With an army of 50 plus students split into five teams, an aggressive council of seven arbiters running on caffeine and a 24-hour deadline, students at the College put together and performed several plays that made for yet another wacky night at WIRED.




Students write and perform in skits based on popular websites like GrubHub.com. (Kim Iannarone / Photo Editor)

The biannual event, which was held in the Decker Social Space on Saturday, Sept. 19, expressed unique collaborative work from a dynamic group of student writers, eccentric actors and directors willing to sacrifice a whole 24 hours to craft six plays from scratch and then perform them on stage in front of a live audience.


This troupe of brave students compete to the theatrical death in hopes to win best actress, director, writer and stage manager.

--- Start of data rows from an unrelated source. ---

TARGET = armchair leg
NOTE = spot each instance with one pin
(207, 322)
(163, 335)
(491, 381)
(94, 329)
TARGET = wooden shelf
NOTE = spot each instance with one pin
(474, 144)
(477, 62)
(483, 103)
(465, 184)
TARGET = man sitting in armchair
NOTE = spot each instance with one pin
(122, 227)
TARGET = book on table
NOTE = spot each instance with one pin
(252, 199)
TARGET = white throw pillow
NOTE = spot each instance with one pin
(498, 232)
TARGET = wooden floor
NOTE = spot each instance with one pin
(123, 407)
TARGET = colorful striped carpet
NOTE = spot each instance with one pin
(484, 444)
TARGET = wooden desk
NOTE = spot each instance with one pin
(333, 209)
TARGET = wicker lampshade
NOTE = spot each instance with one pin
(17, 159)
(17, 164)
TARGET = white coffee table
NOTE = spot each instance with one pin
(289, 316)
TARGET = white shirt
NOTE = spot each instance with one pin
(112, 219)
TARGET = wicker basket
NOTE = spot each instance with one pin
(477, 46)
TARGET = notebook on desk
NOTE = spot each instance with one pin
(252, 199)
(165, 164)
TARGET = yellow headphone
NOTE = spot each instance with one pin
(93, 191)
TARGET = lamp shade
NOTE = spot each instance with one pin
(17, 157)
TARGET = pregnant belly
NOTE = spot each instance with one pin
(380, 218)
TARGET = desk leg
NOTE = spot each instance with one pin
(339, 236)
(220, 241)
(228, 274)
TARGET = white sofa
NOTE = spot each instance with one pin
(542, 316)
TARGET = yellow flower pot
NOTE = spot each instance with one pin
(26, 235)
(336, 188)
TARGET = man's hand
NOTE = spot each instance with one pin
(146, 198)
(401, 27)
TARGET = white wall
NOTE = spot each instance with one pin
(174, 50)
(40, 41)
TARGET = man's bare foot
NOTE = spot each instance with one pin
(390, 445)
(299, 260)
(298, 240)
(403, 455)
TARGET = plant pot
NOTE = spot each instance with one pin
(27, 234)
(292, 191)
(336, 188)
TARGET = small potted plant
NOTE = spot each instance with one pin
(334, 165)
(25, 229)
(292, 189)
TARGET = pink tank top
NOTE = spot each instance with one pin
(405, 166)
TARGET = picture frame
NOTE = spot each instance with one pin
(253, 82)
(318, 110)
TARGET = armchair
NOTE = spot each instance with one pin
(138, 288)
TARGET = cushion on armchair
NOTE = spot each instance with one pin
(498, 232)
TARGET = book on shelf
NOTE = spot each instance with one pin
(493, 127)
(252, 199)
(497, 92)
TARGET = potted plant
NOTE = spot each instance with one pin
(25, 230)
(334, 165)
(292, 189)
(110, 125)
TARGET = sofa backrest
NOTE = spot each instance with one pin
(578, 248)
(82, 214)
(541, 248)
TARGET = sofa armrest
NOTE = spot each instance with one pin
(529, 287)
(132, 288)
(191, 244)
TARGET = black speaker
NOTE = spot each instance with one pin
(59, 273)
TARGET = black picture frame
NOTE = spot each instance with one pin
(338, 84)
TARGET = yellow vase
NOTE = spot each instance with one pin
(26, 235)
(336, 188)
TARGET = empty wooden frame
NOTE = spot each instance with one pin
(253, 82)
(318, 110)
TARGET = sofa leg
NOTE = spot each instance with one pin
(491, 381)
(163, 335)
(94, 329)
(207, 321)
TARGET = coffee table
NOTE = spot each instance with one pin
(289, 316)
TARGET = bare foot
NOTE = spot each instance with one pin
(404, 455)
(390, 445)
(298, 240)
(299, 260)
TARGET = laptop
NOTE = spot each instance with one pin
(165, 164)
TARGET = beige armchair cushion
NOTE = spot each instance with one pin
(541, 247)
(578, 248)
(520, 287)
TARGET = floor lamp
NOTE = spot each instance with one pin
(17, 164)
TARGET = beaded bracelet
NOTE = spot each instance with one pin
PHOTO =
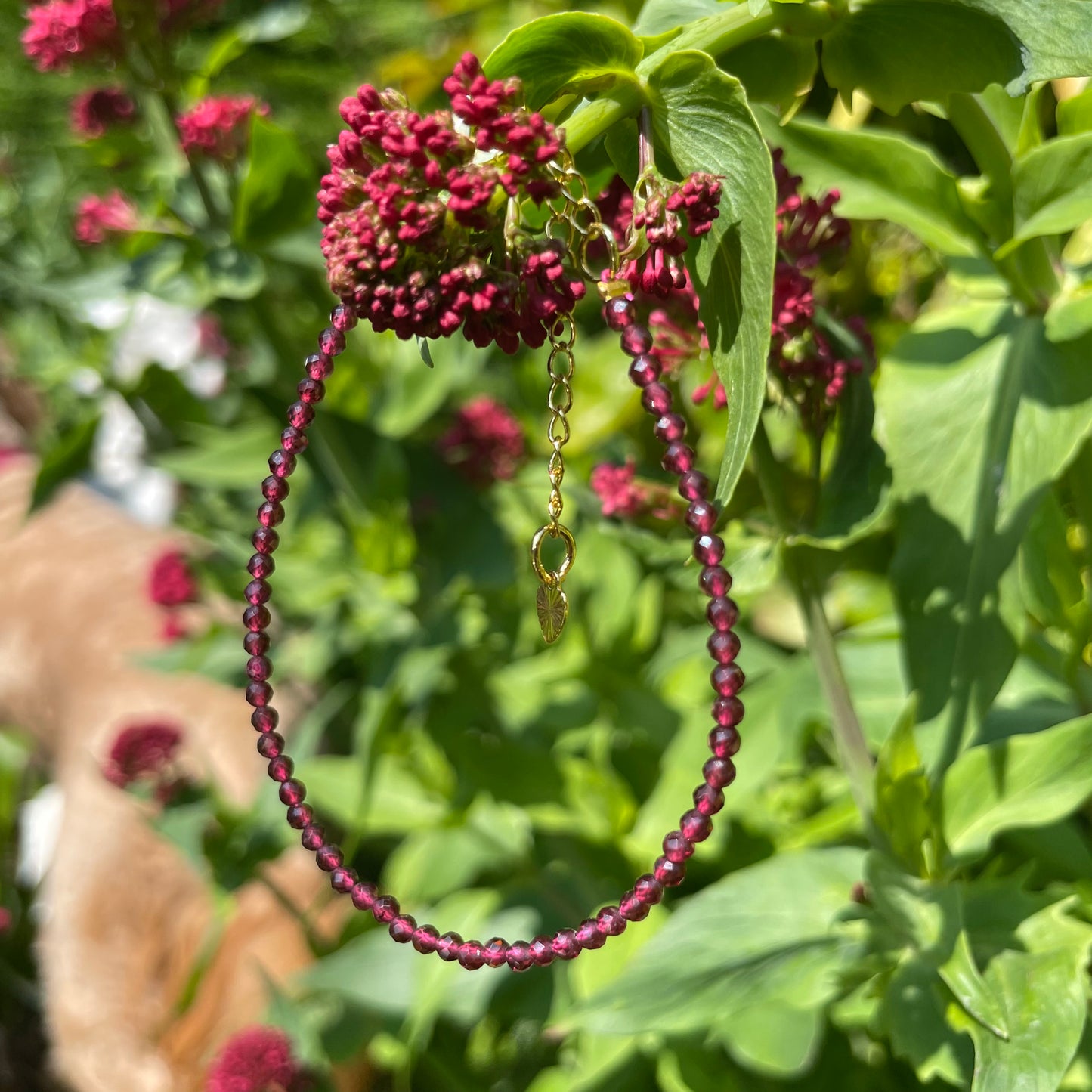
(382, 124)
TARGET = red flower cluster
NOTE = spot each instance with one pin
(144, 753)
(414, 214)
(63, 32)
(216, 127)
(485, 442)
(97, 218)
(95, 110)
(257, 1060)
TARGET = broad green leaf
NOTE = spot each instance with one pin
(879, 176)
(277, 193)
(706, 125)
(1053, 188)
(1023, 781)
(782, 945)
(572, 51)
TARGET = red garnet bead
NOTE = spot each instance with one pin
(670, 873)
(618, 314)
(645, 370)
(448, 947)
(636, 341)
(566, 945)
(719, 772)
(519, 956)
(402, 928)
(723, 647)
(496, 951)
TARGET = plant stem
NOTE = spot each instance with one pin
(849, 736)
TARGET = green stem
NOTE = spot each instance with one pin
(849, 736)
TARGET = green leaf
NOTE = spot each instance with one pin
(64, 460)
(1022, 781)
(706, 125)
(879, 176)
(569, 53)
(1053, 188)
(277, 193)
(785, 945)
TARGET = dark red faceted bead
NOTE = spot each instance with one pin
(261, 566)
(700, 517)
(301, 416)
(724, 647)
(274, 488)
(566, 945)
(312, 838)
(425, 938)
(645, 370)
(519, 956)
(722, 614)
(471, 954)
(292, 441)
(448, 946)
(402, 928)
(281, 769)
(719, 772)
(385, 908)
(728, 711)
(363, 896)
(496, 951)
(343, 317)
(677, 459)
(259, 694)
(708, 800)
(342, 880)
(282, 463)
(649, 889)
(292, 792)
(265, 719)
(257, 591)
(542, 950)
(657, 399)
(670, 428)
(714, 581)
(329, 858)
(728, 679)
(694, 485)
(670, 873)
(270, 513)
(677, 846)
(331, 341)
(589, 935)
(311, 391)
(696, 826)
(319, 366)
(709, 549)
(611, 920)
(265, 540)
(270, 745)
(618, 314)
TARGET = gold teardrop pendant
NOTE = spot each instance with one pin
(552, 611)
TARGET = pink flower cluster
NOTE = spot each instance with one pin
(144, 753)
(98, 218)
(257, 1060)
(218, 127)
(95, 110)
(485, 442)
(414, 214)
(63, 32)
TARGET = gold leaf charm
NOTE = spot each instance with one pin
(552, 611)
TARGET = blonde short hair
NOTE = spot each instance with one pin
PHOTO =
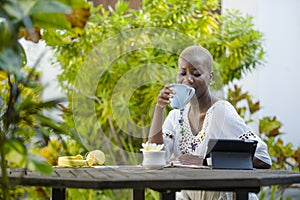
(198, 51)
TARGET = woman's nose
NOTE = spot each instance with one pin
(189, 79)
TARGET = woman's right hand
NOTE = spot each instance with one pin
(165, 95)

This year’s theme was based on websites and included a subgenre of the five senses. Outrageous twists were incorporated into the skits such as a “Gossip Girl” scandal, tweets from arbiters’ Twitter accounts and even treating a normal word like a curse word.


Who knew “Dalai Lama” was such a great filler for an insult?

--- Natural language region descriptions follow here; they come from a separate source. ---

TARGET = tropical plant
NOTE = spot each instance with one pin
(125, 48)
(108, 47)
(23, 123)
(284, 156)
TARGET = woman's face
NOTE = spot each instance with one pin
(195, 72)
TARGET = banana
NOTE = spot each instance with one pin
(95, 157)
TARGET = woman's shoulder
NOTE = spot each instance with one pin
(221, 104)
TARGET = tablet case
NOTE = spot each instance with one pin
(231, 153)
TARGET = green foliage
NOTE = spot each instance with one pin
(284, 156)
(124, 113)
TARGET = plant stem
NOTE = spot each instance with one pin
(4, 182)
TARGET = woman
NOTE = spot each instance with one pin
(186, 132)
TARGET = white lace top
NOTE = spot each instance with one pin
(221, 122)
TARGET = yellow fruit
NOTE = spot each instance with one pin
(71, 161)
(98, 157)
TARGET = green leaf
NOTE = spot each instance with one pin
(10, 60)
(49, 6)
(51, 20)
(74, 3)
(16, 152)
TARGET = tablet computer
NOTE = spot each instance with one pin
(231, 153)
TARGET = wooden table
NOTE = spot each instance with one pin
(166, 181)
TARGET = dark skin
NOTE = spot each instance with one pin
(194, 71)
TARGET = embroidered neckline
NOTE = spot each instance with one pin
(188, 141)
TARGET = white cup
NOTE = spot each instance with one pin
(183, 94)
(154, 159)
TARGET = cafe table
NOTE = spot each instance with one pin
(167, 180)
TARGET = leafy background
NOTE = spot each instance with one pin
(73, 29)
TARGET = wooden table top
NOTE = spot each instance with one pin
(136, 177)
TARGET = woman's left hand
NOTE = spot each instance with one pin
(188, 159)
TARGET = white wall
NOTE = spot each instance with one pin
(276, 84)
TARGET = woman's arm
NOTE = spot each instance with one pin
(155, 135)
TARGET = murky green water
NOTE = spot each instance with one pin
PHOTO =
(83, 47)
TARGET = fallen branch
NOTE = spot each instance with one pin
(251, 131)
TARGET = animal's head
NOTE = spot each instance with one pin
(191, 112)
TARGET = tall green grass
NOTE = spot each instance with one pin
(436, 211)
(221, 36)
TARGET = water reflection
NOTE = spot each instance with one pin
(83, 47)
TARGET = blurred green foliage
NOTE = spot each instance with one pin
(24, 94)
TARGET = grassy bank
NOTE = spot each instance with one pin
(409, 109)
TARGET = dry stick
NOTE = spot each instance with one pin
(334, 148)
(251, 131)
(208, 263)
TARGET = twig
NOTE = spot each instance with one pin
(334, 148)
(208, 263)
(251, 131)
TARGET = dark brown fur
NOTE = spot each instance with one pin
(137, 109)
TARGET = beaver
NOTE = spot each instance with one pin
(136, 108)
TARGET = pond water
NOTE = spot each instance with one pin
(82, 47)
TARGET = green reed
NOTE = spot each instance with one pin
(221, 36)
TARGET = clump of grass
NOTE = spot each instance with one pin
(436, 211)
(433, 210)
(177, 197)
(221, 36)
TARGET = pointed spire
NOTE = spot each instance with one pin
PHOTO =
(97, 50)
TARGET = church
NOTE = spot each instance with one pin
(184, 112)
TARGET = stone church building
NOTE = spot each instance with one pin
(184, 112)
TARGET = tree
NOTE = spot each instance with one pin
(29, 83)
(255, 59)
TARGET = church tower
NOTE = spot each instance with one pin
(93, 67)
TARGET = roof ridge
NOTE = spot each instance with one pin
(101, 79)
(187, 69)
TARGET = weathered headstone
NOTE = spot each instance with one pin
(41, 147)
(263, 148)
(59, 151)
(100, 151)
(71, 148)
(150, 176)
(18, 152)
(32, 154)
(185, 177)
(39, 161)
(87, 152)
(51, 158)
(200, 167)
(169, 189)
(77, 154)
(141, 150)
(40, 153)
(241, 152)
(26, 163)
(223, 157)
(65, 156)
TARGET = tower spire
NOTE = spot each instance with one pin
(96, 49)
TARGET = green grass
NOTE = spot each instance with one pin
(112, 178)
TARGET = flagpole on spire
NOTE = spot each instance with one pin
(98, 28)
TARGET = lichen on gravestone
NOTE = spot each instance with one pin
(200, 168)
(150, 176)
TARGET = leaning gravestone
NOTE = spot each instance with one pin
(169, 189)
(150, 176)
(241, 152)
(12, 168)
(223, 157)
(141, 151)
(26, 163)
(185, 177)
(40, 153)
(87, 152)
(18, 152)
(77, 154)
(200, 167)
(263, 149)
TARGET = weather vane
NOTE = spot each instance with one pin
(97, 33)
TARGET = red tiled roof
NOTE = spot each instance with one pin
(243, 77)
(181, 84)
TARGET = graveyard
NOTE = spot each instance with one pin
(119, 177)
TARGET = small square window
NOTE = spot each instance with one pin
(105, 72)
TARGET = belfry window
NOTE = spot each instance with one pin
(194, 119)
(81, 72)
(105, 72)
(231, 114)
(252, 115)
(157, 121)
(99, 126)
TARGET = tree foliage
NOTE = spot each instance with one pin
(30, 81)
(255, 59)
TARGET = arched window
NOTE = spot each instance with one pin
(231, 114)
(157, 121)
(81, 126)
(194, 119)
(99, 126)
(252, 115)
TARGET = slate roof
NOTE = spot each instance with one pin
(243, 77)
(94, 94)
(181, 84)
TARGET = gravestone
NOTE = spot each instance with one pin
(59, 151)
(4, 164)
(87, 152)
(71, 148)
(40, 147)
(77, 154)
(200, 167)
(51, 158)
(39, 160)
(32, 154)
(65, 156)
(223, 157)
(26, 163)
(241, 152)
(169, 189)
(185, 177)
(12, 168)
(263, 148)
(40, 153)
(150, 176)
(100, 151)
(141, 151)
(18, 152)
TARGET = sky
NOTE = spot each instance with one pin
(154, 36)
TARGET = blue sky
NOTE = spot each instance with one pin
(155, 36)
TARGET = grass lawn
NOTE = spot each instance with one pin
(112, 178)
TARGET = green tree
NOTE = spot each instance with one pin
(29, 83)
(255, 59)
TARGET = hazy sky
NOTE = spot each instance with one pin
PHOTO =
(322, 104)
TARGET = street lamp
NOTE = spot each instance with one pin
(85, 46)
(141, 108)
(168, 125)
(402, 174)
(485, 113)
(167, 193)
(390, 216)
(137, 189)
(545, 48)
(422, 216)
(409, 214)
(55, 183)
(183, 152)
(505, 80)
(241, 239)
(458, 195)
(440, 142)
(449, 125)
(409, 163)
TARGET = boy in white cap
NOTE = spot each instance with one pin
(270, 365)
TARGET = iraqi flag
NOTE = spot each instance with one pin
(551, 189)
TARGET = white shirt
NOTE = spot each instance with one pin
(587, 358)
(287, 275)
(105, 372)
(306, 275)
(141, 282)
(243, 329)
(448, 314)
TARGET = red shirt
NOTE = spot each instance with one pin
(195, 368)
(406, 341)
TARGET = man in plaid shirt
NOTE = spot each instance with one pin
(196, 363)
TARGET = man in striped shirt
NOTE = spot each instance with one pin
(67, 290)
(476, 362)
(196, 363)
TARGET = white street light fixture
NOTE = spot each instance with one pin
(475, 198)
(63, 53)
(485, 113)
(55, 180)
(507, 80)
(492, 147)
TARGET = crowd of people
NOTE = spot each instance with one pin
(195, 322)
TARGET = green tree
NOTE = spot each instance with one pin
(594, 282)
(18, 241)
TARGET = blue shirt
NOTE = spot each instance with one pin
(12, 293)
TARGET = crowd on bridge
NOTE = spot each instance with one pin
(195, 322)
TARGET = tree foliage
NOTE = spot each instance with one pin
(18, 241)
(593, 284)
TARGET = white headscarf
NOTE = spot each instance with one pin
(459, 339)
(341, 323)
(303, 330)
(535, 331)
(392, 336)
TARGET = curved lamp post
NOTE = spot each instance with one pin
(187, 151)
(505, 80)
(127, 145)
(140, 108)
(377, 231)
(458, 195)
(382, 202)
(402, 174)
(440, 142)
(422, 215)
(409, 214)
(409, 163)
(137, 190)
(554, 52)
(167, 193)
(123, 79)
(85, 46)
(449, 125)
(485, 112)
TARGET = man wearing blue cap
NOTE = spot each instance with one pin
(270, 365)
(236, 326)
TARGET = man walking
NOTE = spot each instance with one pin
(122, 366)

“We spend weeks in advance thinking of really out-of-the-box things” said arbiter Cat Janis, a sophomore psychology major.

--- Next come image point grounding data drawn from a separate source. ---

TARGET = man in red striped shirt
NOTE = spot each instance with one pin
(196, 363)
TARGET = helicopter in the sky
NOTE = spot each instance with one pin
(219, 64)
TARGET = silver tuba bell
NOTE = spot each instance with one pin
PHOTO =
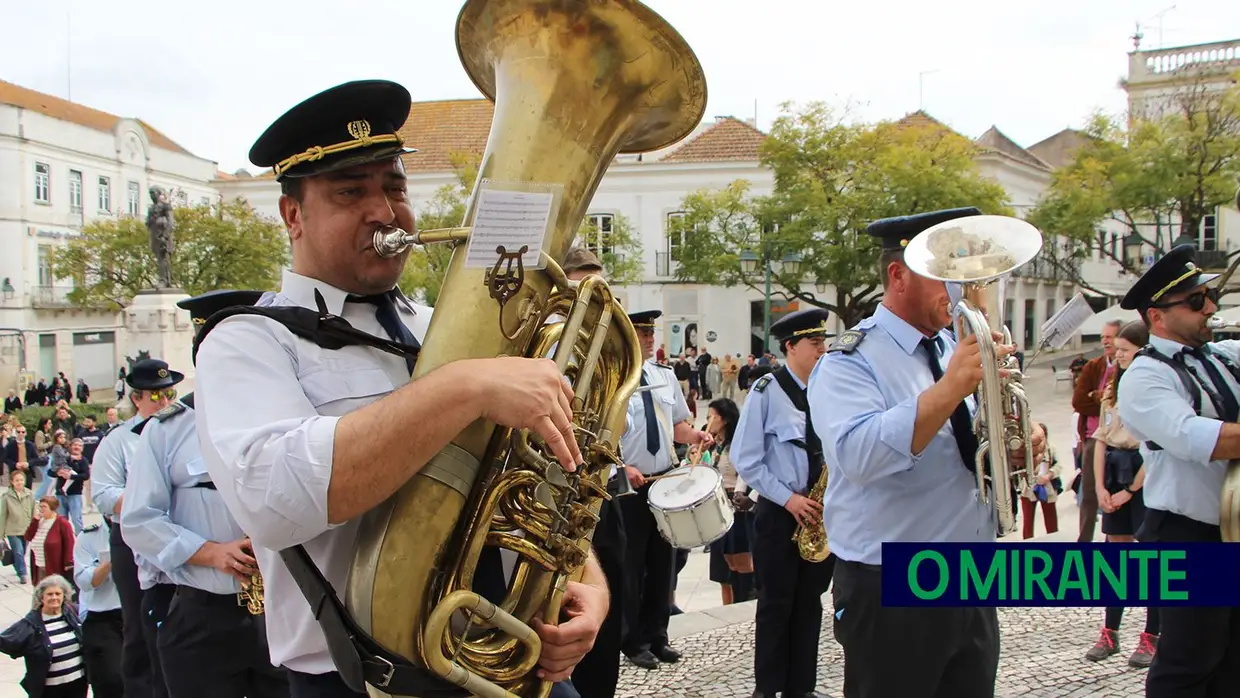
(978, 253)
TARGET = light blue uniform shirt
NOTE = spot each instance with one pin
(91, 546)
(108, 468)
(670, 402)
(763, 449)
(166, 518)
(864, 406)
(1155, 406)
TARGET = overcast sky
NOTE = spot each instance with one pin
(213, 75)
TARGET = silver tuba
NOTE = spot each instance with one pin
(978, 253)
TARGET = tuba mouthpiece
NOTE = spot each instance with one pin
(391, 241)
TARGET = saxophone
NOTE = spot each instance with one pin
(812, 542)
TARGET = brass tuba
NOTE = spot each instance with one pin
(980, 252)
(811, 542)
(573, 83)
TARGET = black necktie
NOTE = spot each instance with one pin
(1220, 386)
(387, 315)
(961, 423)
(647, 402)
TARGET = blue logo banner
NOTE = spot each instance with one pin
(1062, 574)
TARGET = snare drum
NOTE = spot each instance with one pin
(691, 508)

Janis’ tweets were used that night in “A Saturday Binge,” a piece written by Ian Cooley and Brooke Schmidt and directed by Karen Katzin. Cooley and Schimdt took home the prize for best writers.




Actors run on no sleep during their scenes. (Kim Iannarone / Photo Editor)

“A Saturday Binge” was the result of the series of strange requirements the arbiters gave them for their main theme, Netflix. So what happens when the arbiters make the team incorporate the sense of sound, someone who has died and gained an unexpected inheritance and a stuffed Pikachu? An unbearably funny spoof of movies like “She’s All That,” “The Others” and “The Hunger Games.”


“It’s crazy hectic but so much fun, too,” said Katie McLaughlin, junior history and secondary education double major.


McLaughlin arrived on stage with a bedazzled face during her impersonation of Effy in “Saturday Night Binge.”


WIRED is organized by All College Theater and TCNJ Musical Theater, who succeeded in sending waves of laughter throughout Decker’s basement.


We have no cuts, so everyone who auditions is a part of it,” said head arbiter Jonathan Edmondson, a junior journalism and professional writing major. “It is definitely a unique thing for TCNJ.” As the head arbiter, Edmondson had been up since 8:30 p.m. the night before.


Yet despite the lack of sleep, the cast exemplified great talent and humor.


The piece “The Tasteful Adventures of Craig” required the team to incorporate the following themes: the virtue of temperance, a sense of taste, someone showing up uninvited, a hula hoop, arbiter Jenna Burke’s Twitter, Craigslist.com, and the word “Dalai Lama” to be used as a curse word. In this wacky piece, Kyle Elphicks won best actor for his role as a haunted enthusiast, and was so funny that even the spirits he was conjuring must have been rolling in their graves.


Among the audience members was one of the cofounders of the original WIRED show Christine Scarfuto, who graduated from the College in ’05 and is now the producing associate for Premiere Stages at Kean University.


“I had no idea this was still going on,” Scarfuto said. “It’s amazing to see the amount of people that are a part of it now.”


The event filled the house and ended the night with a laughter-exhausted crowed.


“Everything was so well done considering they only had a day,” said audience member Julia Dzurillay, a freshman journalism and professional writing major.


The outlandishly funny event held up to its name and left no audience member feeling disconnected.


“It’s called WIRED for a reason,” yelled a cast member as he ran through the crowd holding his cardigan out as a cape.